Schwarz far di Ojgn - Schwarz vor den Augen

NU - Ausgabe Nr. 37 (3/2009)
Von Erwin Javor

Wie ich schon das letzte Mal in dieser Kolumne bemerkte, Jiddisch ist eine bildliche Sprache.

Stellen Sie sich jemanden vor, der sich plagt und plagt und trotzdem wirtschaftlich erfolglos bleibt, einen, der scheinbar ständig irgendetwas falsch macht, sich selbst im Weg steht und seinen Erfolg verhindert. Wenn sich zwei des Jiddischen mächtigen Freunde über ihn unterhalten würden, bedürfte es nicht so vieler Worte, um diesen Menschen zu erklären. Die lakonische Anmerkung „er tappt nebbach a Wand“ wäre völlig ausreichend. („Er tappt mit den Händen im Finstern an einer Wand entlang, weil er keine Lichtquelle findet, die ihm den Ausweg zeigt.“). Das funktioniert natürlich nur, wenn sie dabei die Schultern zucken, und zwar auf eine ganz bestimmte Art, meistens etwas träge nur eine der Schultern hebend, die Mundwinkel verächtlich nach unten richten, die Augen, wenn’s geht nur das linke, seufzend geschlossen halten, die Handflächen leicht mitleidig nach oben drehen und die Daumen etwa 45 Grad strecken und zwar ebenfalls nach oben. Alles klar?
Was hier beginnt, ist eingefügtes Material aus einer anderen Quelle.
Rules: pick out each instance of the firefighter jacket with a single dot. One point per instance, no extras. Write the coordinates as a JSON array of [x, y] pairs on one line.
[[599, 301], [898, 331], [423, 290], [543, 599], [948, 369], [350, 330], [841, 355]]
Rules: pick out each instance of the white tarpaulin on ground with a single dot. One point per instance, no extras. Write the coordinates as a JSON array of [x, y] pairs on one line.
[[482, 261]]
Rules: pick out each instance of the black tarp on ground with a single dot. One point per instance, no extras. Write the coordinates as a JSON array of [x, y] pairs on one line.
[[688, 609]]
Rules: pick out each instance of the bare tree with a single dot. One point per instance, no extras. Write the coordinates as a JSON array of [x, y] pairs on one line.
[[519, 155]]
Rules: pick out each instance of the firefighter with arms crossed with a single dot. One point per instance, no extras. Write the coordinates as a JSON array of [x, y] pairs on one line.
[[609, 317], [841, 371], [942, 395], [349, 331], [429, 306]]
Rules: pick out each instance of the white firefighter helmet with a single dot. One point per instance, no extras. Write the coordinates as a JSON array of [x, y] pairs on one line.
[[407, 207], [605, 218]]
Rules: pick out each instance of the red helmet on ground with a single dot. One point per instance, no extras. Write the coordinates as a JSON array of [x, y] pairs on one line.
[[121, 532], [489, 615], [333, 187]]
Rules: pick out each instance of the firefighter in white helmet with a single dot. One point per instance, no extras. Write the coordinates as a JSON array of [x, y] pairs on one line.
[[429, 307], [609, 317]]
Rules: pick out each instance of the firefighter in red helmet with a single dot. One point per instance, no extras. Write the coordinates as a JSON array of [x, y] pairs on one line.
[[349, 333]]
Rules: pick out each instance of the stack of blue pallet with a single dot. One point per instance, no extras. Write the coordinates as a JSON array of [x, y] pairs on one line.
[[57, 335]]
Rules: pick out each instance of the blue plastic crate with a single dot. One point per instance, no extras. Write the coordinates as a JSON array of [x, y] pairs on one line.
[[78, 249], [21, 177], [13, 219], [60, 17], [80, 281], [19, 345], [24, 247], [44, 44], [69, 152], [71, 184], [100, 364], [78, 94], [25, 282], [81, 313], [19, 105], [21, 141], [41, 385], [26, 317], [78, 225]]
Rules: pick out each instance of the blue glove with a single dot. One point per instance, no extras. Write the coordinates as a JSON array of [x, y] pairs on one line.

Apropos finster: Wurde ein Jude überrascht, erschrocken oder schockiert, könnte es gut sein, dass er die Auswirkungen der Geschehnisse mitteilt, indem er sagt: „Es is mir geworn schwarz far di Ojgn!“ („Ich bin vor lauter Überraschung/Schreck/ Schock beinahe ohnmächtig geworden!“) Das sagt er natürlich auch nicht ohne passende Gestik, Mimik und Dramatik, womit auch jeder zufällig anwesende Taubstumme ebenfalls ausreichend informiert wäre.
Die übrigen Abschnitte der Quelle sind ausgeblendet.